La ambición de reforma del presidente Milei avanza sobre todas las dimensiones de la agenda pública y el desarrollo sostenible no es la excepción. El mundo, aún aturdido por estar atravesando el cénit de dos guerras cruentísimas en Ucrania y Medio Oriente – por cierto, dos puntos estratégicos del mapa en materia de recursos energéticos -, retoma con brío la agenda de sustentabilidad después del receso navideño y de una COP28 que podría significar el principio del fin de la desfosilización de la matriz energética global.
¿Las “Bases y Puntos de Partida para la Libertad de los Argentinos” están a tono con los tiempos que corren, con el momentum de la sostenibilidad en las agendas globales y con el sentido de urgencia que ha impreso el Acuerdo de Dubái para abordar la crisis climática? Durante la campaña, el actual Presidente consideró al calentamiento global como “otra de las mentiras del socialismo”, en sintonía con Donald Trump, que se ha referido al cambio climático como “un cuento chino”. Por otra parte, tras ganar el balotaje, Milei fue felicitado por Jair Bolsonaro, quien durante su presidencia registró cifras récord de desforestación del Amazonas, ecosistema clave en la regulación climática global. Si bien el posicionamiento político de Milei podría hacer dudar de que las reformas del proyecto de Ley Ómnibus pudieran ser amigables con el ambiente, el texto disipa suspicacias, aunque deja frentes abiertos.
Dentro del eje “Libertad de producir”, hay reformas que buscan maximizar la explotación y el libre comercio de hidrocarburos a lo largo de toda su cadena de valor, identificada como de enorme potencial para la generación de empleo y divisas. El proyecto también elimina exenciones impositivas para la producción de biocombustibles.
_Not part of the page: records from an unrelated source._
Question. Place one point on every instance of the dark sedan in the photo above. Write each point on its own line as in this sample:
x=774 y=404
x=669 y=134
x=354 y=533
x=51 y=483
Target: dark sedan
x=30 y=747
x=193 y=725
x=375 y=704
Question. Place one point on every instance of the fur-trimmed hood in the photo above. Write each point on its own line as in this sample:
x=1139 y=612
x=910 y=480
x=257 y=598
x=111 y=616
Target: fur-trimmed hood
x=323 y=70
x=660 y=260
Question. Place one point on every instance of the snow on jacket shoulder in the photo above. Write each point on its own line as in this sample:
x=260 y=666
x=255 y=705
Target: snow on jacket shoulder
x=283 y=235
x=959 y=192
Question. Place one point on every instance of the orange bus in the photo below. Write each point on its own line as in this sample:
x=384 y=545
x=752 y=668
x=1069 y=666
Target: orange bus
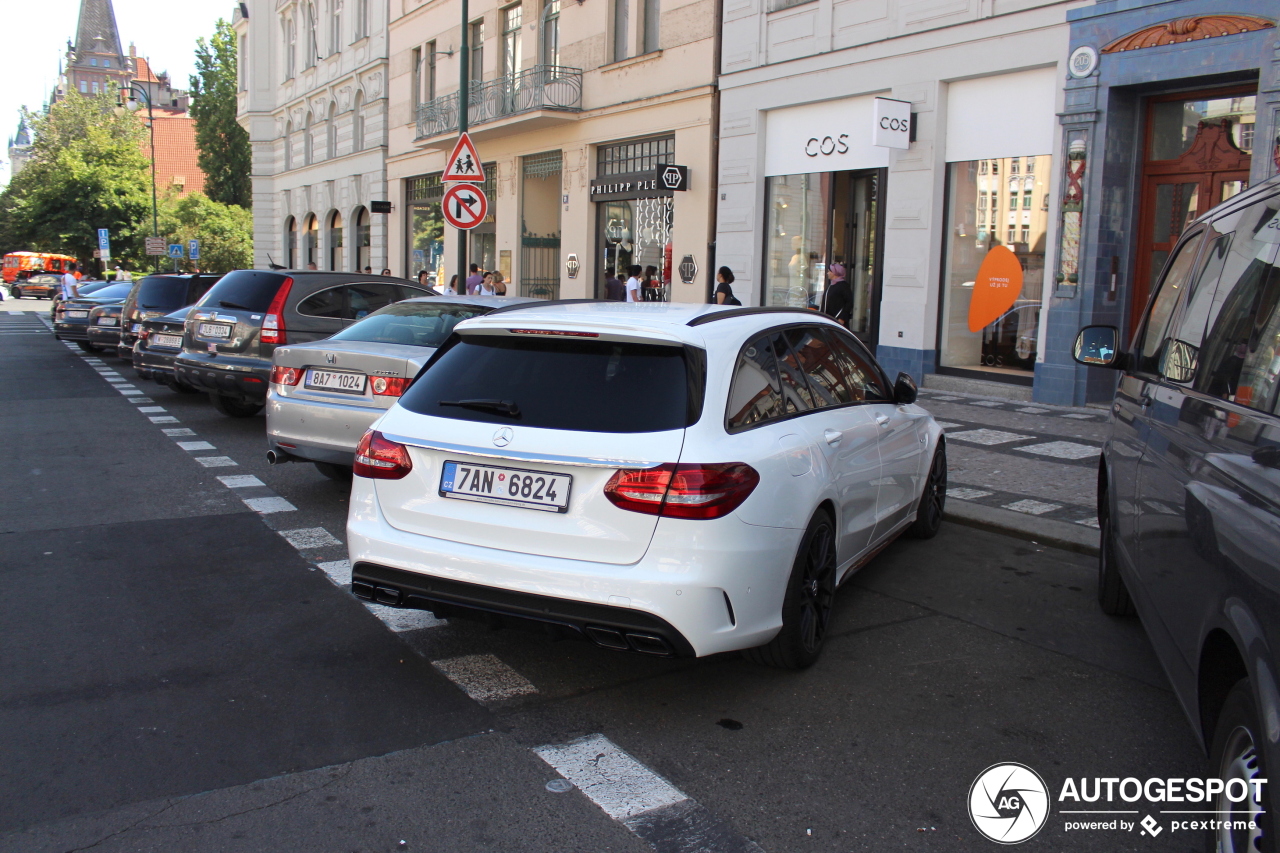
x=19 y=265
No obstante, el proyecto también ratifica explícitamente los compromisos suscriptos en el Acuerdo de París en materia de control de emisiones, en sintonía con el Acuerdo de Dubái de la última COP. Este último acuerdo reconoce al gas natural, dentro del complejo de hidrocarburos, como combustible de transición. Además, la nueva legislación reconoce la necesidad de mejorar la coordinación entre Nación y provincias para aplicar mejores prácticas de gestión ambiental en la producción.
Ahora bien, ¿cuál es la letra chica a ser atendida para evitar que la libertad y el cuidado del medio ambiente colisionen? El proyecto de Ley prevé la creación de un mercado de derechos de emisión de gases de efecto invernadero y el acceso a financiamiento climático con “amplia y decisiva” participación del sector privado. Esto último no sorprende tratándose de una propuesta legislativa de corte libertario. El mercado de derechos de emisión supone la transacción de offsets (créditos de carbono) que compensen emisiones a partir de una variedad de estrategias, como inversiones en energía renovable (lo que podría indirectamente re-favorecer al sector de biocombustibles) y proyectos de reforestación.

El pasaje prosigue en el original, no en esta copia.